Of course, throughout the years, she would have called Gooch’s pager or cellphone if there’d been an emergency, but her life was fairly predictable and her tragedies rarely sudden. She’d nearly called Gooch at work when she’d gotten the news about her father’s passing, but had decided that, like everything except her raging hunger, it could wait. She started to dial his pager many years ago, when she was seizing with uterine cramps, but had hung up when she realized the ambulance would be there faster. She had left a note on the kitchen table. Gone to hospital with hemorrhage. She’d thought of calling him just recently, the night she tipped the scale over three hundred pounds, but had instead collected the pain medications from the bathroom cabinet, remembering her vow to kill herself. Even as she was shaking tablets from vials at the kitchen table, she had accepted her false intentions, and determined that the dosage was not potent enough for her extreme body weight anyway. The door had suddenly opened behind her and Gooch had tramped inside, filling the house with his truck oil scent and strong-man vigour, calling, “Hey. You’re still up.” Shrugging off his coat, pulling off his boots, he had been preoccupied and hadn’t noticed the pills and vials on the table, which Mary swept into a plastic bag and quickly tossed in the trash. At the time, she’d allowed herself to wonder if he had missed her suspicious behaviour because he was hiding something too.

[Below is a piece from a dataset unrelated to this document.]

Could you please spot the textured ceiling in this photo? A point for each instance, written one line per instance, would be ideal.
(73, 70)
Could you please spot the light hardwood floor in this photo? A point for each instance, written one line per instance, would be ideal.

The night clock. Palpitations of the heart. Thud. Thud. Whoosh. Arteries saturated with globules of worry. She reached for the phone but stopped. A good wife trusted her husband and never checked up on him, or questioned his lateness, or looked through his dresser drawers. The truth she rarely confessed, even to herself, was that she didn’t call Gooch because she was afraid she’d discover that he was someplace he shouldn’t be, and she didn’t want the burden of his confession any more than she thought he wanted hers.